Как следует из них, в Древней Руси существовали два совершенно различных отношения сеньора, князя-суверена (или, если хотите, государства) к подданным. Первым было его отношение к своим дворцовым служащим, управлявшим его вотчиной, к холопам и кабальным людям, пахавшим княжеский домен. И это было вполне патерналистское отношение господина к рабам. От него и берет начало самодержавная, холопская традиция России. Не удивительно, что именно ее так яростно отстаивал в своих посланиях Грозный. «Все рабы и рабы и никого больше, кроме рабов», как описывал их суть Ключевский.
Тут господствовало не право, но, употребляя выражение современного славянофильствующего интеллигента, «благодать». И следовательно, о гарантиях от княжеского произвола не могло быть и речи42. С.О. Шмидт назвал это отношение государства к обществу «абсолютизмом, пропитанным азиатским варварством»43.
Но и второе отношение было ничуть не менее древним. Я говорю о вполне европейском отношении князя-воителя к своим вольным дружинникам и боярам-советникам. Об отношении, как правило, договорном, во всяком случае нравственно обязательном и зафиксированном в нормах обычного права. Его-то как раз и отстаивал в своих письмах Курбский.
Отношение это уходило корнями в древний обычай «свободного отъезда» дружинников от князя, обычай, служивший им вполне определенной и сильной гарантией от княжеского произвола.
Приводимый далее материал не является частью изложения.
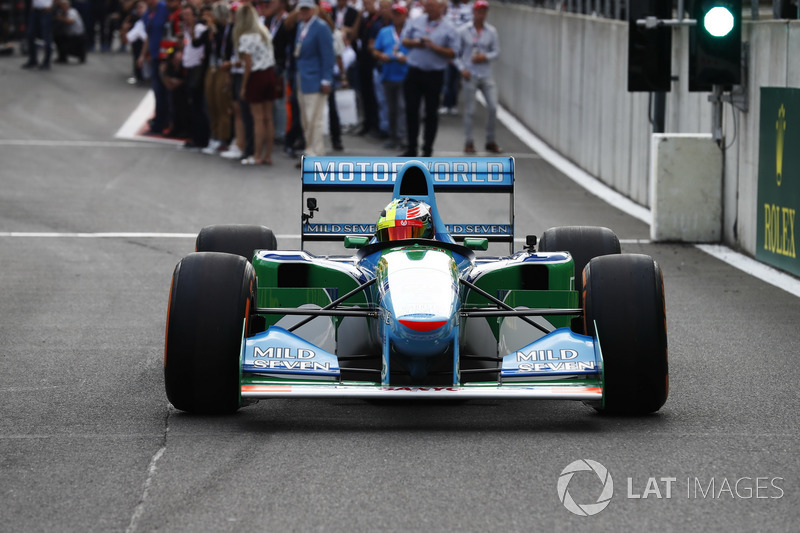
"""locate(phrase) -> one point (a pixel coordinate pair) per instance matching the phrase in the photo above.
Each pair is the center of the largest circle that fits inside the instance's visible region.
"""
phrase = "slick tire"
(582, 242)
(237, 239)
(210, 300)
(623, 296)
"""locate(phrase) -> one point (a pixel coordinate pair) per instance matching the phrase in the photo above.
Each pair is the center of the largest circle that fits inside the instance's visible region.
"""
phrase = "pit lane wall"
(573, 69)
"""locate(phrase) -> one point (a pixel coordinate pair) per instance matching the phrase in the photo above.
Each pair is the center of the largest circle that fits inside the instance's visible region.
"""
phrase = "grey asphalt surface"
(89, 443)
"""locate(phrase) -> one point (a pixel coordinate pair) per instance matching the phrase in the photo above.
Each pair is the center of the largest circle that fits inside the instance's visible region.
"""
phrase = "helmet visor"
(402, 229)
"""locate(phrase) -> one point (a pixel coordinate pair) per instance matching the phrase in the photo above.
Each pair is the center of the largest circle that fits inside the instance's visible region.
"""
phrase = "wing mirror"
(355, 241)
(474, 243)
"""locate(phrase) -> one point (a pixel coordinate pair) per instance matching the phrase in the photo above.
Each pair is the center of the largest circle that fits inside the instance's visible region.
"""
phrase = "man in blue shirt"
(479, 48)
(313, 51)
(432, 42)
(155, 18)
(389, 50)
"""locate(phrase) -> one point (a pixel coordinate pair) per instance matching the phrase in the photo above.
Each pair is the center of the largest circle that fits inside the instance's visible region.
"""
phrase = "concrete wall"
(573, 69)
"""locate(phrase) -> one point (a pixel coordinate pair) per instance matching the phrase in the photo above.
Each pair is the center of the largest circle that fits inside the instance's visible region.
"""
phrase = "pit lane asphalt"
(88, 442)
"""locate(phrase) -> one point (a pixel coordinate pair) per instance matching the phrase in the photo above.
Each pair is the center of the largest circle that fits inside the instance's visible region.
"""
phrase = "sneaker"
(189, 146)
(493, 148)
(213, 146)
(233, 152)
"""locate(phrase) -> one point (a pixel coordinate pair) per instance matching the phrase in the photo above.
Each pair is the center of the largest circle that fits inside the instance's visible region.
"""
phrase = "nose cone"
(422, 325)
(419, 291)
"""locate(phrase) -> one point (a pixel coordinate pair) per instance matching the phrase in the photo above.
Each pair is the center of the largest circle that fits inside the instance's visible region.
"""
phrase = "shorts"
(260, 86)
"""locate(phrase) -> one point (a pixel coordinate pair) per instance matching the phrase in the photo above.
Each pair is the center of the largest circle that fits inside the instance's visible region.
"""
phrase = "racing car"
(417, 310)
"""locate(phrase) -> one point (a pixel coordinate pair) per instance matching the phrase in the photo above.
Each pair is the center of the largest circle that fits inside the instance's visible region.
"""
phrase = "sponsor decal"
(373, 171)
(278, 352)
(577, 366)
(422, 389)
(369, 229)
(271, 364)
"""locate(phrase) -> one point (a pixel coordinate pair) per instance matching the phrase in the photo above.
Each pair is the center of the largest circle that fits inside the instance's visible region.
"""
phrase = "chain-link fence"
(617, 9)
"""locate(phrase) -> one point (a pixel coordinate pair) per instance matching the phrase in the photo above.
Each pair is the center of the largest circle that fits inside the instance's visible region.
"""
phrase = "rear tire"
(582, 242)
(210, 300)
(238, 239)
(624, 296)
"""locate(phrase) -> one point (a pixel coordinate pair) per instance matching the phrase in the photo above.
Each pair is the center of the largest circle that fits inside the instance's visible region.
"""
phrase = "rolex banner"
(779, 178)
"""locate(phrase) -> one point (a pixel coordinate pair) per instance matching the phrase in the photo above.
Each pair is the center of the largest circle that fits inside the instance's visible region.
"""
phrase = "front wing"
(559, 366)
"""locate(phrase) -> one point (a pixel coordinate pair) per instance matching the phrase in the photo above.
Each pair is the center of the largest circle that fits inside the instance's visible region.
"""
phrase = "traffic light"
(649, 49)
(715, 44)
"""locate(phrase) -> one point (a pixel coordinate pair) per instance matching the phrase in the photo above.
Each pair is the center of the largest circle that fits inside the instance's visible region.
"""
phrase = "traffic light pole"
(716, 114)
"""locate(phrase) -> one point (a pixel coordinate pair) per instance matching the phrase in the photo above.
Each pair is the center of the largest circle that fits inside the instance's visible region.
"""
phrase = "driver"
(405, 218)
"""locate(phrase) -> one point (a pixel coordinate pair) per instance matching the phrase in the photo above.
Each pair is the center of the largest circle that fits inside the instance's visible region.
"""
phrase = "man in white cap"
(479, 47)
(313, 51)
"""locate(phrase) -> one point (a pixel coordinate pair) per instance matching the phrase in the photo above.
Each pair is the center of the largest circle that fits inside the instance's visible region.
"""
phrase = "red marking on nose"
(417, 325)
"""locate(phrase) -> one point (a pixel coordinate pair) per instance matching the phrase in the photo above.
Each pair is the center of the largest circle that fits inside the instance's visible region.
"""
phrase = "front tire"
(623, 302)
(210, 300)
(582, 242)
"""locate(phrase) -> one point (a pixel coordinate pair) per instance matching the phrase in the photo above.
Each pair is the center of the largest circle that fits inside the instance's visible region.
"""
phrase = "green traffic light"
(718, 21)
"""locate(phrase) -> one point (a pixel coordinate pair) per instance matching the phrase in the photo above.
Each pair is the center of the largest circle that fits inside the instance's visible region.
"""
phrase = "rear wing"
(485, 175)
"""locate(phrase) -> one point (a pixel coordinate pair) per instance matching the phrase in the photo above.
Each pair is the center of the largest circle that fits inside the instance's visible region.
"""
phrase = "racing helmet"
(405, 218)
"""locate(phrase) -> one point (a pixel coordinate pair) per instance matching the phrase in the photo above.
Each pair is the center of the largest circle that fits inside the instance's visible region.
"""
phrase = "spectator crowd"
(238, 78)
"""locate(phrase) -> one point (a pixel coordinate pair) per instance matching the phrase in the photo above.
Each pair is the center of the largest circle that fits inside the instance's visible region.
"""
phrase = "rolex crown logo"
(780, 127)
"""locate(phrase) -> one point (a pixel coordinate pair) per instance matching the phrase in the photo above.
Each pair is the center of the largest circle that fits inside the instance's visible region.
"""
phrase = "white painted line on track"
(570, 169)
(39, 143)
(742, 262)
(140, 115)
(106, 235)
(109, 235)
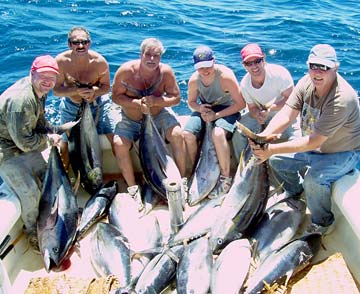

Они просто «отъезжали» от сеньора, посмевшего обращаться с ними как с холопами. В результате сеньоры с деспотическим характером элементарно не выживали в жестокой и перманентной междукняжеской войне. Лишившись бояр и дружинников, они тотчас теряли военную и, стало быть, политическую силу. Короче говоря, достоинство и независимость дружинников имели под собою надежное, почище золотого, обеспечение — конкурентоспособность сеньора.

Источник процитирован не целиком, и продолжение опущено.